David Warlick posted in his 2c worth blog an interesting graph mapping Bloom’s Revised Taxonomy against Daggett’s Application model. Essentially this is mapping the activity you undertake against the context itsundertaken in to give an idea of the best learning outcomes.
I though this was an interesting and useful tool, but a couple of things did not fit nicely. I struggled with the repitition of Applying and Knowledge in both axis. Also some of the terminology does not fit with easy use in school.

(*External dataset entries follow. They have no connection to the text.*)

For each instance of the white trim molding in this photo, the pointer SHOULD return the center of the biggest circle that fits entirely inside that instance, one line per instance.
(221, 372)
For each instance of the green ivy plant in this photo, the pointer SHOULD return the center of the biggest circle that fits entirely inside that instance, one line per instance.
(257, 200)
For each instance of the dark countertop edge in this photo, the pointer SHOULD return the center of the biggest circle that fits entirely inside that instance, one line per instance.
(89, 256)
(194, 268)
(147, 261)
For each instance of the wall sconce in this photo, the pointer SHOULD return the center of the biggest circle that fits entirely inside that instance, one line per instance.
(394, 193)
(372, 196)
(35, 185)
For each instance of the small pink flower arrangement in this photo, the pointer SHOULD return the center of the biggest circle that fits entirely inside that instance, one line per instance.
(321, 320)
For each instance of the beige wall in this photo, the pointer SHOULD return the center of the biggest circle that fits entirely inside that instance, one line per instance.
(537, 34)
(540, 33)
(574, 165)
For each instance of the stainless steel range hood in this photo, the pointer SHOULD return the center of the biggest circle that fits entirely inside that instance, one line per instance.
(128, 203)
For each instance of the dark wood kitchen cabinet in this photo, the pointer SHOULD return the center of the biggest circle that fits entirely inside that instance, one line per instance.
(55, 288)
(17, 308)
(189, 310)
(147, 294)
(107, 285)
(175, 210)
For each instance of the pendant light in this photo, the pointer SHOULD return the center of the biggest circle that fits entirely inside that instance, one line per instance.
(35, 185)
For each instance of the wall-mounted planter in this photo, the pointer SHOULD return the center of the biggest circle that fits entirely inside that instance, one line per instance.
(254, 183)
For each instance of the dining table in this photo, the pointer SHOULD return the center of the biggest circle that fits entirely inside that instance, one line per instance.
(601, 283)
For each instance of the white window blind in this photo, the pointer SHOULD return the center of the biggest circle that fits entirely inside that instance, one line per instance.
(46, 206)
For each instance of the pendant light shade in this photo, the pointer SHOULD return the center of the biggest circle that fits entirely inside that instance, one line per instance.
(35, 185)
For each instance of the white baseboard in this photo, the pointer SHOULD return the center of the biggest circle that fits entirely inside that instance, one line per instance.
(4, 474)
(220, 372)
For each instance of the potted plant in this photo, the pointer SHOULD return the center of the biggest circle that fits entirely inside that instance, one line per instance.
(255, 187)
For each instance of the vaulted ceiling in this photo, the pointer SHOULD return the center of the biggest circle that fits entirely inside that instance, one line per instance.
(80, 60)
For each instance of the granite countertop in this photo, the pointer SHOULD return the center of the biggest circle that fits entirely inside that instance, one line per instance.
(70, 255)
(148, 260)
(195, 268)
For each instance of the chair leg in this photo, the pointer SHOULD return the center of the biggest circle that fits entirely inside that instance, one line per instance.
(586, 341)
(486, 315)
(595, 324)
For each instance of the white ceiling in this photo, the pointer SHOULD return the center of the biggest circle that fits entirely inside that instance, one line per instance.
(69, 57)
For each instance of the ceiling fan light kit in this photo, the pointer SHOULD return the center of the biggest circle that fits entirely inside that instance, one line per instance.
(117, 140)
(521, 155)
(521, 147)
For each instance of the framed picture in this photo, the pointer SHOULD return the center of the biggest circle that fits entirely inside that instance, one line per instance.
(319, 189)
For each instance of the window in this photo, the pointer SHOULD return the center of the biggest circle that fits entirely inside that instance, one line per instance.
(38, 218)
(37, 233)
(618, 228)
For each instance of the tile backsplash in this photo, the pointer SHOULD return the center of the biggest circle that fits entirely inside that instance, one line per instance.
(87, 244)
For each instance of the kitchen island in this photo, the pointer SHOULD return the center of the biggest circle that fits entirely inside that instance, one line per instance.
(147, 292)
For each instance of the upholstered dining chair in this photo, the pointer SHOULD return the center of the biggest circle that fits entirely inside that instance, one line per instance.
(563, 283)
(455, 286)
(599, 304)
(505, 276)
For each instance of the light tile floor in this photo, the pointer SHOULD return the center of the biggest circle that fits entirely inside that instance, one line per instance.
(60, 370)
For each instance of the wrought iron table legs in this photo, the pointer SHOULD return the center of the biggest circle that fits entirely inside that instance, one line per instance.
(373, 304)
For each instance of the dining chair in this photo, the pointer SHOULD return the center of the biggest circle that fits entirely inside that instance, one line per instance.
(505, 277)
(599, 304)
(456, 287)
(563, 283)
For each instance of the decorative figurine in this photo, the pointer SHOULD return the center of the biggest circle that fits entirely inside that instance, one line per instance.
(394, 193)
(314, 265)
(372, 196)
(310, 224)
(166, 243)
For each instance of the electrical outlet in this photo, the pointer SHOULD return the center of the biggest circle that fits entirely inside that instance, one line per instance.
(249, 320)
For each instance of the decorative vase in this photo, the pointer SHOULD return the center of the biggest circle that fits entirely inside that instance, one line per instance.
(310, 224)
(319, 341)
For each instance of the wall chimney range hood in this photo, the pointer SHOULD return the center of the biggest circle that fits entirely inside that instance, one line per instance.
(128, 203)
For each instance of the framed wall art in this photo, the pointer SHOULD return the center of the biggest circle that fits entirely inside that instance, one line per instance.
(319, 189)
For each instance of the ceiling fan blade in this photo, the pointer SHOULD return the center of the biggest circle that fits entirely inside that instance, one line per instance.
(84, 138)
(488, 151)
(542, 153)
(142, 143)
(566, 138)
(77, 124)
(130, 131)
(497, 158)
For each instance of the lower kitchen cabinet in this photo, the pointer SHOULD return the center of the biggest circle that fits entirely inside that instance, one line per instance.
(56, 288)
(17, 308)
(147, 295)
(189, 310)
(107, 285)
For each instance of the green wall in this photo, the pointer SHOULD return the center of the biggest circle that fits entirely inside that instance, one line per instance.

Daggett’s statements about Knowledge in the discipline or apply in discipline do not match easily with school. School’s don’t use the term Discipline we have units & topics, subjects & courses. I have adapted the model slightly to better match what most of us do in the classroom. Here is the original progression:
- Knowledge in the discipline
- Apply in discipline
- Applying across discipline
- Applying to real world predictable situations
- Applying to real world unpredictable situations
To make it more applicable to schools I have changed the language used and how the progressions are structure moving from within a topic or unit to cross curricula appraoches and then to real world situation. This maintains the progression from within to across curricula. The adaptation (with examples) looks like this
- Application of content/process etc within a unit of work or teaching topic. eg microbe in year 9 science
- Application of content/process etc across a subject or course. eg Year 9 science
- Application of content/process etc across subjects. eg a cross curricula unit incorperating science, technology and english classes.
- Application of content/process to real world predictable situations.
- Application of content/process to real world unpredictable situations.
Activity Mapping Tool
As always I would appreciate your thoughts and feedback. Thanks David for sharing the original idea, its excellent.
I will post a larger PDF version on the wiki when I have finished updating, had some comments and Lee has walked his genius creative fingers across the design aspects of the tools.